東京都日野市は1月21日、部活動の延長・代替ではない「新しいスポーツの選択肢」として、同市とゆかりのあるスポーツチーム・企業・大学・スポーツ団体と共にスタートさせる「ひのスポ」のキックオフイベントを、同市立南平体育館で開催した。この日は同市内の小学5、6年生と中学生の50人が参加。子どもたちは各競技のプロ選手から指導してもらったり、これまでやってみたかったけれども部活動にはなかった競技にチャレンジしたりして、「今日やったスポーツ以外にも、もっとスポーツを楽しんでいきたい」などと喜びの声を上げていた。「ひのスポ」の本格実施がスタートする来年度は、拠点校の2中学校を中心に、年間を通じて中学生が週末に活動できる場を確保していくとしている。
同市立中学校は8校あるが、中には野球部やサッカー部などの団体競技で人数が足りず、チームが組めない学校もある。また、やりたい部活動が学校にないといった声や、経験のある指導者がいないといった課題もあった。そこで、部活動の延長・代替ではない新しいスポーツの選択肢として、同市とゆかりのあるスポーツチーム・企業・大学・スポーツ団体と共に、子どもたちが誰でもスポーツに親しむことができる新しい環境づくりを目標として、「ひのスポ」を始動することとなった。

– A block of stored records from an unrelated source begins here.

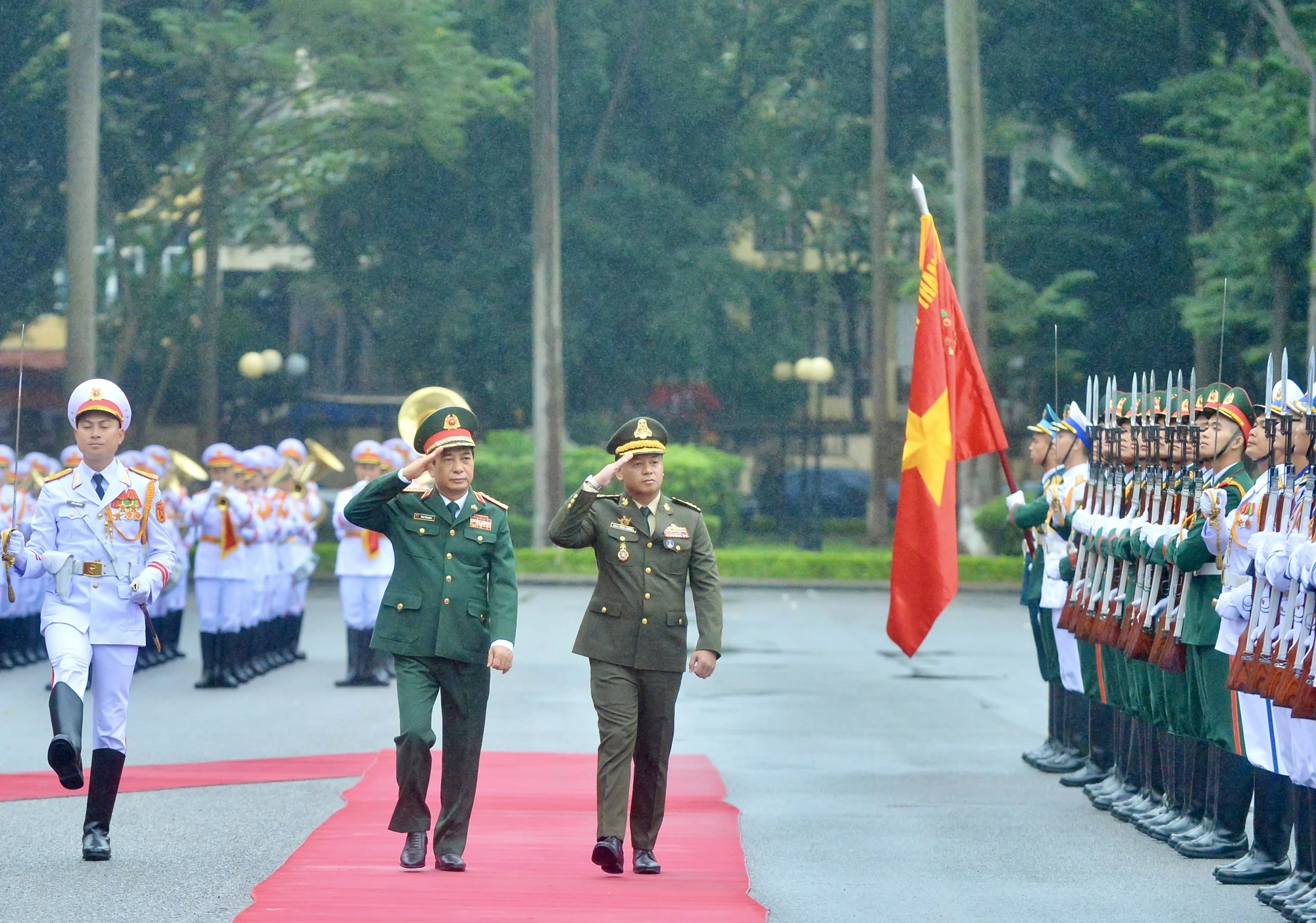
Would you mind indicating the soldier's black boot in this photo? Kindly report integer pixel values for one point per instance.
(1055, 720)
(1228, 838)
(210, 642)
(226, 659)
(297, 638)
(1097, 767)
(1300, 884)
(65, 751)
(355, 650)
(107, 768)
(1272, 826)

「ひのスポ」の主な特徴は、①学校単位ではなく、地域単位であること②地域企業や地域団体などと連携すること③市内のさまざまな施設を活用すること。本格実施となる来年度は、まず拠点校2校(中学校)を中心に、年間を通じて中学生が週末に活動ができる場を確保し、さまざまな企業や大学などと連携しながら、活動機会を充実させていくとしている。
キックオフイベントには、市内の小学5、6年生と中学生の50人が参加。同市にゆかりのある東京ヴェルディが「フットサル」を、日野キングフィッシャーズが「卓球」を、bjアカデミーが「3人制バスケ」を、コニカミノルタが「正しい走り方」を指導。参加者は、事前にやってみたい2種類のスポーツを選択し、当日体験した。
コニカミノルタの陸上部コーチや現役長距離選手が参加した「正しい走り方」には、多くの小中学生が参加。音楽のリズムにのり、サイドステップを繰り返しながら、身体の使い方を学んでいった。コーチからは「できなくてもいいからチャレンジしてみよう」と声が掛かり、最初は動きが小さかった子もどんどん大きな動きができるように。1時間の体験後はコーチから「教える前は自己流だったけれど、前に進もうとする動きができてきていた。何度も繰り返すことで正しいフォームが身に付いて、速く走れるようになる」とアドバイスが送られていた。
東京ヴェルディによる「フットサル」では、サッカーとは違うルールやサッカーボールよりも少し重みのあるフットサル専用のボールについて説明を受けた後、ドリブルの練習をしたり、ミニゲームをしたりして楽しんだ。同社の担当者は「うちのクラブではサッカーやフットサルだけでなく、例えばセパタクローなどマイナーな競技も含めて16競技やっている。生涯を通して一つの競技をやる時代は終わったと思っている。『ひのスポ』では、マイナーな競技など、子どもたちがいろいろなスポーツを経験する機会になればうれしい」と語った。
bjアカデミーの「3人制バスケ」では、12秒ルールの中でどのように自分の頭で考え、シュートまで持っていくかということを、ミニゲームなどを通してチャレンジしていた。日野キングフィッシャーズの「卓球」では、現役選手2人も参加。現役選手と打ち合い、スマッシュが決まった子どもは大喜び。卓球をやるのが初めての子どもには、打ち返す際のコツなどを丁寧に選手らが伝えていた。
参加した小学生からは「普段は選手たちと触れ合う機会があまりないので、楽しかった。こういうイベントが当たり前になっていってほしい」「今日やったスポーツ以外にも、もっとスポーツをやって楽しんでいきたい」、中学生からは「どのコーチも優しく丁寧に教えてくれたので分かりやすく、とても楽しかった」「普段できない体験で、いい経験ができた」といった声が上がっていた。
こうした子どもたちの様子を見ていた同市教委の担当者は「来年度から年間を通して毎週末『ひのスポ』が実施できるようになれば、子どもたちにとって学校以外の居場所にもなるのではないか。他校の友達もできるなど、そういったメリットも生まれることを期待している」と話した。
また、同市の堀川拓郎教育長は、この日、フットサルを体験していた女子生徒から「うちの学校にも女子サッカー部をつくってほしい」とリクエストを受けたという。「やりたい子がいても、学校の部活動としてはできないスポーツもある。でも、それが『ひのスポ』という形でなら実現できる。部活動の延長や代替という考え方だけでは、分断を生みかねない。そうではない形でも子どもたちに選択肢をつくっていきたい」と展望を語った。